According to claim 9,
Wherein the generating of the CAM uses a channel corresponding to at least one category into which the object is to be classified.

According to claim 10,
The object classification method of claim 1, wherein the generating of the split CAM generates the split CAM that clarifies object estimation by dividing and processing the CAM to separate objects and remove noise.

According to claim 11,
The step of generating the segmented CAM is
Further comprising the step of generating the segmented CAM by binary classifying the CAM of the derived section.

According to claim 11,
The step of extracting the classification area comprises separating and extracting a plurality of classification areas corresponding to each of the plurality of objects using the split CAM when a plurality of objects exist in the input image. .

According to claim 9,
Wherein the step of classifying the object classifies the object by determining a category of the object by determining an object included in the classification area as one of a person, a vehicle, and an animal.

According to claim 9,
The object classification method further comprising the step of storing metadata of the object classified in the step of classifying the object.

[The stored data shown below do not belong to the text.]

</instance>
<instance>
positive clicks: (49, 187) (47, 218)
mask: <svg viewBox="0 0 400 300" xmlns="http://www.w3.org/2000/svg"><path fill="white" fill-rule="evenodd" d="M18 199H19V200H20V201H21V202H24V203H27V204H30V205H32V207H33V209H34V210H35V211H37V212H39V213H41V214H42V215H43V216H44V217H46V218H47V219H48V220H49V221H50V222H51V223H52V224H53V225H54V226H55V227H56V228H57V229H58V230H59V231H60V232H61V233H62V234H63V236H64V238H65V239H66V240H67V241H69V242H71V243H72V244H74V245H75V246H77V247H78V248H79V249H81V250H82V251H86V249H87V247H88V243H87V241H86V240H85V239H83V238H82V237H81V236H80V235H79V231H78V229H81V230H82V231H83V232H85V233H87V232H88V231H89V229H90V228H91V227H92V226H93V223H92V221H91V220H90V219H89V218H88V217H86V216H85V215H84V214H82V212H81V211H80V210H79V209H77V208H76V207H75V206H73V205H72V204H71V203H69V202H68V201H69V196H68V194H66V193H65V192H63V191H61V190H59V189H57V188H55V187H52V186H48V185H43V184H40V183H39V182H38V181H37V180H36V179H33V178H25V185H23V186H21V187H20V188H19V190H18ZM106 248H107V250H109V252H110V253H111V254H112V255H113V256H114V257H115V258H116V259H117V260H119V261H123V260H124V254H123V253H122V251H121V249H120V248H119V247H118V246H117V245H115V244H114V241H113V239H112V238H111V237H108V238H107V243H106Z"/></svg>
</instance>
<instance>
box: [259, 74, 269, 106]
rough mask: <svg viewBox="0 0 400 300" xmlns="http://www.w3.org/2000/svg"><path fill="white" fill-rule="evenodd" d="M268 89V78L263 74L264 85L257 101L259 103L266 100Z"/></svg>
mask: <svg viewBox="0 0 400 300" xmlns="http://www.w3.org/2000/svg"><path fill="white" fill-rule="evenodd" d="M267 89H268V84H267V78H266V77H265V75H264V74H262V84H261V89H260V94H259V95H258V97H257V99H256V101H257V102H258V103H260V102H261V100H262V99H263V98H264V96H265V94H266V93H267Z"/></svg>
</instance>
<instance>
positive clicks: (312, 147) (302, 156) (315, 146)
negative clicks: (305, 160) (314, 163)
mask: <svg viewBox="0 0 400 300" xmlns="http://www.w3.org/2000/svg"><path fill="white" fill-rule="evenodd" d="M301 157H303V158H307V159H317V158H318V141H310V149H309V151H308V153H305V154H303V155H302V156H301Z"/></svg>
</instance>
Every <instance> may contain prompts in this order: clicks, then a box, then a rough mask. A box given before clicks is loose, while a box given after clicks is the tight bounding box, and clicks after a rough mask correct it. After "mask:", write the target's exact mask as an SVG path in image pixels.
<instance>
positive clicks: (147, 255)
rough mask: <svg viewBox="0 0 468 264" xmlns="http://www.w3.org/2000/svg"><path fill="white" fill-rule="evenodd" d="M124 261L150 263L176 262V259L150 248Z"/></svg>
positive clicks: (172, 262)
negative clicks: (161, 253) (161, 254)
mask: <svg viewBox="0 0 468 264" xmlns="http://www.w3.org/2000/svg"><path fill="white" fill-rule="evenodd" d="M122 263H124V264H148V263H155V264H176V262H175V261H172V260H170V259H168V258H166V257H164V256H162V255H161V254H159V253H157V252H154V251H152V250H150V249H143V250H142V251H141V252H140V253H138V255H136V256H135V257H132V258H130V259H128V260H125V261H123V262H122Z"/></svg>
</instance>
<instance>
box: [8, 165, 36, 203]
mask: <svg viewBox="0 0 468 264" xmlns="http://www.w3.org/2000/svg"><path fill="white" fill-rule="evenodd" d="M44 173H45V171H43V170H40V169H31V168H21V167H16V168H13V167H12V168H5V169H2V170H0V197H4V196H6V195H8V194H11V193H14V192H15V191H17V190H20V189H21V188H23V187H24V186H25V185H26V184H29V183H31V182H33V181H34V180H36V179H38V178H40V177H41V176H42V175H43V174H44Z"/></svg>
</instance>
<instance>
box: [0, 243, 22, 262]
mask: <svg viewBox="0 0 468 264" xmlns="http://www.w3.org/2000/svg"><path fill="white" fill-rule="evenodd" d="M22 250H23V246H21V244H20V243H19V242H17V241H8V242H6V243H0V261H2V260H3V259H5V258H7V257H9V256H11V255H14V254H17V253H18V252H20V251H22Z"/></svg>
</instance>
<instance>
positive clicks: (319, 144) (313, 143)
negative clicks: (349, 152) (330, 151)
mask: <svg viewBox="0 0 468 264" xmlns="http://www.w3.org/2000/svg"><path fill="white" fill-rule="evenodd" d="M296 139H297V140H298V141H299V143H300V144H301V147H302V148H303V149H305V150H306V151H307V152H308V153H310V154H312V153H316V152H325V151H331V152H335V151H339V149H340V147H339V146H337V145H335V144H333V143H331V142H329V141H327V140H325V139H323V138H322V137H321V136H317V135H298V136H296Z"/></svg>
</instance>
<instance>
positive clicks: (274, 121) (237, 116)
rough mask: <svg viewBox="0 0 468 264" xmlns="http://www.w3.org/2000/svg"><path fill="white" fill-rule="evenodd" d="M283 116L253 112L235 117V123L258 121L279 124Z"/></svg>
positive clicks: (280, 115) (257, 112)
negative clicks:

A computer program stored in a medium containing a sequence of instructions for classifying an object included in an image,
When the computer program is executed by a computing device,
extracting an object region from an image;
Based on a deep learning algorithm, a Class Activation Map (CAM) is generated from the extracted object region, and a Segmentation-Class Activation Map (S-CAM) is generated based on the generated CAM,
A sequence of instructions for classifying an object included in an image using the S-CAM,
Dividing the CAM into a plurality of sections, deriving a weight distribution for each of the plurality of sections based on the variance of the foreground object and the background included in each of the plurality of sections, and having a minimum value among the derived weight distributions Further comprising a sequence of instructions to generate the S-CAM based on an interval;
The interval having the minimum value corresponds to a plurality of classification areas corresponding to each of a plurality of objects or a period in which a classification area from which noise is removed is extracted through classification of the object and a non-object part, stored in the medium. computer program.